--ADM earnings jump on strong soybean processing, exports

--Ethanol segment reports big loss

--CEO says no further discussions with GrainCorp on possible acquisition

(Updates throughout with detail, executive comments.)

By Ian Berry and Tess Stynes

Archer Daniels Midland Co.'s (ADM) fiscal second-quarter earnings surged as higher profits from soybean processing and grain trading more than offset declines in its ethanol business.

The grain processor and trader said net income rose more than six-fold despite last summer's severe drought in the U.S. Farm Belt, which withered the nation's corn crop and made it more difficult for grain processors to secure supplies.

The soybean crop, in contrast, benefited from late-season rainfall, and ADM's oilseeds segment, including soybean crushing, nearly doubled earnings from a year earlier. ADM said demand for soybean meal, which is used in livestock feed, was strong both domestically and globally. Its U.S. soy processing plants operated at a record capacity in the quarter, the company said.

ADM shares were up $1.05, or 3.7%, at $29.49 each. The shares have climbed about 8% so far this year.

For the quarter ended Dec. 31, Decatur, Ill.-based ADM reported a profit of $510 million, or 77 cents a share, up from $80 million, or 12 cents a share, a year earlier. Excluding inventory-related gains, a year-earlier asset write-down and other items, adjusted earnings rose to 60 cents from 51 cents.

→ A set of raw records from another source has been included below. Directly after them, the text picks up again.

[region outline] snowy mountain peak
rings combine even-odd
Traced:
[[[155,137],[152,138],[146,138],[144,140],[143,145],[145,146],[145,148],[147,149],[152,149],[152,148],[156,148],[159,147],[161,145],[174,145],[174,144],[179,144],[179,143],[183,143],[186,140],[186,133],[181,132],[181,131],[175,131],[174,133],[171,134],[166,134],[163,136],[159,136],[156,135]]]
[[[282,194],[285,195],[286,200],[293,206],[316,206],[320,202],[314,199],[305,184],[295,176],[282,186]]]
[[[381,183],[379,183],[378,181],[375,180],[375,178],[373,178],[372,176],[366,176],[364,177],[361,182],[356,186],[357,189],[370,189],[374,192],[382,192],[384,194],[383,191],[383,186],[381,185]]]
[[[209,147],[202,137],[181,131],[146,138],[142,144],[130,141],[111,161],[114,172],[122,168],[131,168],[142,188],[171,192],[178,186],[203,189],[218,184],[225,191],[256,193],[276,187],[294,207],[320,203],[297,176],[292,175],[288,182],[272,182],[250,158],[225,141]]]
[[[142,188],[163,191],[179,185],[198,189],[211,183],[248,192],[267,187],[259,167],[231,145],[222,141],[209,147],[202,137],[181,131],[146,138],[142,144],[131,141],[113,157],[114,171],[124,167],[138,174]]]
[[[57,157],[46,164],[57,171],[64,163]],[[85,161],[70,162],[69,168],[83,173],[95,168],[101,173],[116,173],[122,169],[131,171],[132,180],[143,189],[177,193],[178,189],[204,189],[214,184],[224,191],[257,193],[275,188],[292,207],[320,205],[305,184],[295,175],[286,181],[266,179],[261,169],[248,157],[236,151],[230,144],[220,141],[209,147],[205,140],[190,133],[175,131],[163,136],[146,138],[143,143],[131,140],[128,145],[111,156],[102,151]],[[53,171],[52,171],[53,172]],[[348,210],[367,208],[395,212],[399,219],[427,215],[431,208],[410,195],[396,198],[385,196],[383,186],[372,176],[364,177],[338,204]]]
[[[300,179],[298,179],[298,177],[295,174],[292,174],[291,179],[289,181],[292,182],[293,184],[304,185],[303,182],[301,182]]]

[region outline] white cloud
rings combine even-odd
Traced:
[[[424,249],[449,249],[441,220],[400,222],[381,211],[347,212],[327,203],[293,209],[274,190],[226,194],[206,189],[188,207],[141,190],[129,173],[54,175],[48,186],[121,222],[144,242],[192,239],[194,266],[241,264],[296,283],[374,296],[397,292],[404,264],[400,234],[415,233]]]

Revenue rose 6.9% to $24.92 billion.

Analysts polled by Thomson Reuters most recently projected earnings of 58 cents a share on revenue of $21.22 billion.

The company "managed well despite challenges from the U.S. drought and from persistent, negative margins in the ethanol industry," ADM Chief Executive Patricia Woertz said in a prepared statement.

The company lost $94 million in the quarter in its bioproducts segment, which includes ethanol. Chief Operating Officer Juan Luciano said on a conference call with analysts that the company decided to reduce its ethanol production capacity, but did not specify the extent of the reduction.

While the drought has helped keep corn prices near historic highs, Mr. Luciano said sluggish gasoline consumption, rather than corn prices, is behind the ethanol sector's problems. While the industry is built to fit a 150 billion-gallon U.S. gasoline market, actual gasoline demand has been closer to 130 billion gallons, he said.

The company has in the past couple of years shifted its focus to international expansion, but its most recent effort, to acquire GrainCorp Ltd. (GNC.AU) of Australia, has stalled. Ms. Woertz said on the earnings call that the company has had "no further conversation" with GrainCorp since it rejected ADM's second bid, worth $2.8 billion, in December.

Ms. Woertz did not indicate whether talks had ended, or if the company planned to make another bid. The Australian company would give ADM greater access to Asian markets.

ADM recently sold stakes in Gruma SAB (GMK, GRUMA.MX) and several of its units for $450 million, with proceeds earmarked to pay for the GrainCorp deal. While a GrainCorp deal hasn't happened, Chief Financial Officer Ray Young said the company significantly reduced its debt load in the second half of 2012.

Adjusted earnings in ADM's corn-processing segment returned to the black absent a year-earlier asset write-down related to a failed bioplastics venture in the U.S. ADM also noted results improved at its sweeteners-and-starches business, which benefited from tight supplies and higher corn costs that supported price increases.

Operating profit in ADM's agricultural-services segment, which includes grain storage and exports, rose 32% to $317 million. The company noted strong U.S. soybean exports, and said global trading profits improved.